What the best way to achieve RPO of zero and lowest possible RTO (less than 15 minutes) with SQL 2008 R2?
- by Adrian Hope-Bailie
We are running a payments (EFT transaction processing) application which is processing high volumes of transactions 24/7 and are currently investigating a better way of doing DB replication to our disaster recovery site.
Our current and previous strategies have included using both DoubleTake and Redgate to replicate data to a warm stand-by.
DoubleTake is the supported solution from the payments software vendor however their (DoubleTake's) support in South Africa is very poor. We had a few issues and simply couldn't ever resolve them so we had to give up on DoubleTake.
We have been using Redgate to manually read the data from the primary site (via queries) and write to the DR site but this is:
A bad solution
Getting the software vendor hot and bothered whenever we have support issues as it has a tendency to interfere with the payment application which is very DB intensive.

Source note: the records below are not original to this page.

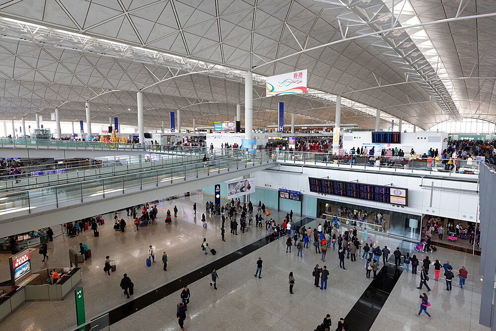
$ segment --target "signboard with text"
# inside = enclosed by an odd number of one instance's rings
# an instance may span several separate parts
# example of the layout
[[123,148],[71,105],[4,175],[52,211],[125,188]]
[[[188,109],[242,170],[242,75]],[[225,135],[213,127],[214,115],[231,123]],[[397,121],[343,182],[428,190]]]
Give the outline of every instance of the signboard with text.
[[307,92],[307,69],[267,77],[265,93],[268,97]]

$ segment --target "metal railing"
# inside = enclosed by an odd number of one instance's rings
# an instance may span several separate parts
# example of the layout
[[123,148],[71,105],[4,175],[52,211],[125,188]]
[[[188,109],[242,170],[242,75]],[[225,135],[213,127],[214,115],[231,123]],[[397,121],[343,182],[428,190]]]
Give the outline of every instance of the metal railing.
[[[222,159],[247,153],[248,152],[244,149],[226,151],[217,149],[214,150],[210,155],[213,154],[216,159]],[[127,155],[115,157],[115,159],[111,159],[101,164],[80,167],[66,167],[66,164],[63,163],[54,165],[53,167],[48,168],[38,166],[19,167],[17,169],[24,173],[15,177],[12,175],[0,176],[0,193],[30,188],[33,185],[40,187],[40,185],[47,183],[56,185],[80,182],[137,171],[194,163],[201,162],[203,155],[153,154],[147,157]],[[94,162],[95,160],[92,161]],[[31,172],[34,173],[32,174]],[[42,172],[42,174],[38,174],[39,172]]]
[[274,162],[260,153],[0,194],[0,219]]
[[421,159],[409,155],[381,156],[344,154],[311,152],[274,151],[272,153],[276,161],[294,163],[323,164],[335,166],[349,166],[362,169],[407,170],[444,172],[451,174],[478,174],[480,162],[475,160]]

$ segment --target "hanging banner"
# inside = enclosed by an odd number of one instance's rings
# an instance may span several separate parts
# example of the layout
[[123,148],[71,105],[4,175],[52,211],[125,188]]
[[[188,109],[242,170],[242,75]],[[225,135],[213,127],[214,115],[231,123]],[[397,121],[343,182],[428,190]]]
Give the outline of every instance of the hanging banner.
[[284,103],[279,102],[279,132],[284,132]]
[[294,94],[307,92],[307,69],[267,77],[266,96]]
[[215,204],[220,205],[220,184],[215,184]]
[[253,193],[255,192],[255,177],[239,179],[227,183],[227,197],[231,199]]
[[176,114],[171,112],[171,132],[176,132]]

We recently upgraded the whole system to run on SQL 2008 R2 Enterprise which means we should probably be looking at using some of the built-in replication features.
The server has 2 fairly large databases with a mixture of tables containing highly volatile transactional data and pretty static configuration data.
Replication would be done over a WAN link to a separate physical site and needs to achieve the following objectives.
RPO: Zero loss - This is transactional data with financial impact so we can't lose anything.
RTO: Tending to zero - The business depends on our ability to process transactions every minute we are down we are losing money
I have looked at a few of the other questions/answers but none meet our case exactly:
SQL Server 2008 failover strategy - Log shipping or replication?
How to achieve the following RTO & RPO with logshipping only using SQL Server?
What is the best of two approaches to achieve DB Replication?
My current thinking is that we should use mirroring but I am concerned that for RPO:0 we will need to do delayed commits and this could impact the performance of the primary DB which is not an option.
Our current DR process is to:
Stop incoming traffic to the primary site and allow all in-flight transaction to complete.
Allow the replication to DR to complete.
Change network routing to route to DR site.
Start all applications and services on the secondary site (Ideally we can change this to a warmer stand-by whereby the applications are already running but not processing any transactions).
In other words the DR database needs to, as quickly as possible, catch up with primary and be ready for processing as the new primary. We would then need to be able to reverse this when we are ready to switch back.
Is there a better option than mirroring (should we be doing log-shipping too) and can anyone suggest other considerations that we should keep in mind?